Miseráveis os que tiraram os quintais das crianças e tiraram as crianças dos quintais.

Este é um pensamento livre, então só escrevo o que me vem à mente.

Hoje, no princípio da segunda década do século 21, o trabalho de uma vida não compra uma casa e nem cria uma criança. Uns poucos homens poderosos sobem o preço de tudo e põem a culpa na tal inflação e sabe-se lá mais o quê; outros, acumulam mais e mais e deixam a migalha pros outros. Para a maioria resta somente uma vida atarefada ao extremo, sem horário de entrada e saída, folgas, férias ou aposentadoria.

Cada vez trabalha-se mais para ganhar menos.

Meus pais vieram de Minas Gerais sem nada além de seus braços e conquistaram uma casa, três filhos e uma aposentadoria; e sem nem sequer completarem o fundamental. Eu tenho faculdade, emprego público, mais de trinta anos e pouco mais do que algumas economias.

Meu sonho é uma família e uma casa com quintal.

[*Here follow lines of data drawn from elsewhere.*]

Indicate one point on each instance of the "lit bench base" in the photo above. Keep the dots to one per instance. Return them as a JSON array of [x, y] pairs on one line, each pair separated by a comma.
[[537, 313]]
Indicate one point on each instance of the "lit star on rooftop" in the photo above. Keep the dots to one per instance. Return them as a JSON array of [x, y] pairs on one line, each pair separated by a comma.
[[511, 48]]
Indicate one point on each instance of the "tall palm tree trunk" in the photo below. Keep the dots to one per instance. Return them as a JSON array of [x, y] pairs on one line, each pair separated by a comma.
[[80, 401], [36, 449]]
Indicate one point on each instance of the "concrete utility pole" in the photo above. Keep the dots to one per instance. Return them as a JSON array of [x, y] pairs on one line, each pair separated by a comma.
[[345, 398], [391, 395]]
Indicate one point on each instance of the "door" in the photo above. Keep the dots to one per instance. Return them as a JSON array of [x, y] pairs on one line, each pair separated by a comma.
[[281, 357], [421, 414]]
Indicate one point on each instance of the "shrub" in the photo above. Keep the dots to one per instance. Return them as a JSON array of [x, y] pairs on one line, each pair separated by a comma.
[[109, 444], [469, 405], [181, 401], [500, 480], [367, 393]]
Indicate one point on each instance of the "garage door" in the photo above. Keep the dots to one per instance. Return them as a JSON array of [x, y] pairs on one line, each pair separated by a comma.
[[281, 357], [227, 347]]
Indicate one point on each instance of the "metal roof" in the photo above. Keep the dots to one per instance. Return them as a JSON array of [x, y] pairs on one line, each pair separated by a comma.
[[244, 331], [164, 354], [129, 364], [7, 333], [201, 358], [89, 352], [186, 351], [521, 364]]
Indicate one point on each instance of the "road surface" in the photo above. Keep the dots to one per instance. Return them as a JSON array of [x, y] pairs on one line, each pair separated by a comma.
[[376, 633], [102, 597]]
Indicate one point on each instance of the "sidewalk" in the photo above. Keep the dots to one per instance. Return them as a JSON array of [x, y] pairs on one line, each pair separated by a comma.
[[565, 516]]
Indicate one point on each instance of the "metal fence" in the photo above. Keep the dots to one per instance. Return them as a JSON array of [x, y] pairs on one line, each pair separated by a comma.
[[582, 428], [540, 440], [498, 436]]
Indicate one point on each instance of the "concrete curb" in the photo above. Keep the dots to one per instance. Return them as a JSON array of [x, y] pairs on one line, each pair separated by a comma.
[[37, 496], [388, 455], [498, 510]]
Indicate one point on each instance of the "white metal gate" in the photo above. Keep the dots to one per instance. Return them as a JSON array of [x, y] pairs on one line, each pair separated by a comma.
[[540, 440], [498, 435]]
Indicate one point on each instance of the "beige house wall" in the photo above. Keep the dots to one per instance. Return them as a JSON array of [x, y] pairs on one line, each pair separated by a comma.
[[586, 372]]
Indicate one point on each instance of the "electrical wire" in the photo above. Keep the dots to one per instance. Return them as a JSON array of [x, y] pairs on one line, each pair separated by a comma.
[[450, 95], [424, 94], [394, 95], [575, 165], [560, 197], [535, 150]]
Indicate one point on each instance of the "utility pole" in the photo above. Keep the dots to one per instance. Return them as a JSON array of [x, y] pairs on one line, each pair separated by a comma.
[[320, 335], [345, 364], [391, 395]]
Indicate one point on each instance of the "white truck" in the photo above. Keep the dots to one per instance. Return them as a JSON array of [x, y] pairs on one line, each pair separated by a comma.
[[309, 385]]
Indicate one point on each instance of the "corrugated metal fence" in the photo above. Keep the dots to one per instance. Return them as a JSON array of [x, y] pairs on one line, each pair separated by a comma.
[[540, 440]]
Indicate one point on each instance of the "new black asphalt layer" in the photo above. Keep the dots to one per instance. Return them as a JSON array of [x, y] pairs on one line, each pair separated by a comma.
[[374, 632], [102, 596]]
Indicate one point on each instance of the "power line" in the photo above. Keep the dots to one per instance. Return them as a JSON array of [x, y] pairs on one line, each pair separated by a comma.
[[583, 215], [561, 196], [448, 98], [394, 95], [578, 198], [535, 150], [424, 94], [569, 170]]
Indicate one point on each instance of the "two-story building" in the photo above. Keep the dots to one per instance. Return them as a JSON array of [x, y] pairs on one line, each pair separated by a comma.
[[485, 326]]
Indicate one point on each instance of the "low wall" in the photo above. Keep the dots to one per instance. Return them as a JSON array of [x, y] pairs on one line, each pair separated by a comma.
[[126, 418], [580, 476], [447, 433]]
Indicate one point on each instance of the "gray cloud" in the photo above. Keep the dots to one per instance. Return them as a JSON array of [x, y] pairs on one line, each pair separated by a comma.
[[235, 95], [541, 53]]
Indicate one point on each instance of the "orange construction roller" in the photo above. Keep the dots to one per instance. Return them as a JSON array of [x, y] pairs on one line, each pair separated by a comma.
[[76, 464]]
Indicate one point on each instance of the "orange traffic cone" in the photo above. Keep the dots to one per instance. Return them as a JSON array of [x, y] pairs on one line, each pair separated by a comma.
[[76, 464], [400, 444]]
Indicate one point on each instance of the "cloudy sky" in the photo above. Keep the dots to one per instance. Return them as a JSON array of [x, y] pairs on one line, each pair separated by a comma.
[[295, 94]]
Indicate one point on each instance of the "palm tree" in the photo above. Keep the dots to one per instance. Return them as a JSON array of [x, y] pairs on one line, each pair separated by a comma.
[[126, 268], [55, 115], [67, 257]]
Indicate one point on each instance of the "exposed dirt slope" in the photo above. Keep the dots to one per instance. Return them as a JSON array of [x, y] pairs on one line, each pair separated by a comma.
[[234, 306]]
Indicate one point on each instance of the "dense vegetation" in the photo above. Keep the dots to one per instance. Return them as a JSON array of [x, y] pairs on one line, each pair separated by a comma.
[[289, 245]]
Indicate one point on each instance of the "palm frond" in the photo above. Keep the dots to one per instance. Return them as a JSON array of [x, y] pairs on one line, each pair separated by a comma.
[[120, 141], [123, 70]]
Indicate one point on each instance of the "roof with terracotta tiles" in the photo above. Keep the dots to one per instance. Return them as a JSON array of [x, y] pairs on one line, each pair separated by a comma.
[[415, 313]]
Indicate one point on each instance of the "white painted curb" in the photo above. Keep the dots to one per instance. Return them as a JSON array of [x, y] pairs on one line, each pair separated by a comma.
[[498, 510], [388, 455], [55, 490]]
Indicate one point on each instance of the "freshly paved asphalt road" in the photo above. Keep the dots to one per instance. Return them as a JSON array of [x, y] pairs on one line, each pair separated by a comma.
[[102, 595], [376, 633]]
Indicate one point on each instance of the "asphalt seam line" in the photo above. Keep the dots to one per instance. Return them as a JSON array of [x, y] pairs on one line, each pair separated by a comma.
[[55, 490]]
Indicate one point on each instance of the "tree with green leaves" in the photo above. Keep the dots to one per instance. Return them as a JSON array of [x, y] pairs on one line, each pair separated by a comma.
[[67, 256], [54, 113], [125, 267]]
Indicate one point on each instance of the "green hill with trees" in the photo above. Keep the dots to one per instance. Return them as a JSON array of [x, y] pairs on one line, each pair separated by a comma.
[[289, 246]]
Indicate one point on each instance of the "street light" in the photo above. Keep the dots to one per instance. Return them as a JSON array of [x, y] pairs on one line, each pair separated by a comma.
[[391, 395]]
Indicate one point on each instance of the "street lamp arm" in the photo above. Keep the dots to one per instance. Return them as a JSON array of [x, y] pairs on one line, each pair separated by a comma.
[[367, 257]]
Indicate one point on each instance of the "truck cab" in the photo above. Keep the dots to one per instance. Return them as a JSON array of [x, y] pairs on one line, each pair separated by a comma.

Um quintal para plantar, tomar um refresco com minha mulher e observar os meninos brincarem ao pôr-do-sol.

Mas este é um sonho distante. Distante no tempo e no espaço. Tempo que eu juntaria dinheiro para fazer isso ralando sem ver minha família; espaço que não dividiria com eles em minha atarefada ausência.

Moro numa cidade violenta, perigosa, cara. A vida transformada em algo tão difícil que convida a não vivê-la. A eutanásia, suicídio e aborto têm adeptos fervorosos. Pessoas moram em cafofos escuros e tristes e são convencidas constantemente de que é melhor ficarem sozinhas. Gastam suas economias com porcarias pueris e nem tentam guardar para sair de suas cavernas cada vez mais profundas. Enchem seus corações de gordura, açúcares e sais em vez de amor.

Não que a culpa seja toda delas, mas essa é a verdade.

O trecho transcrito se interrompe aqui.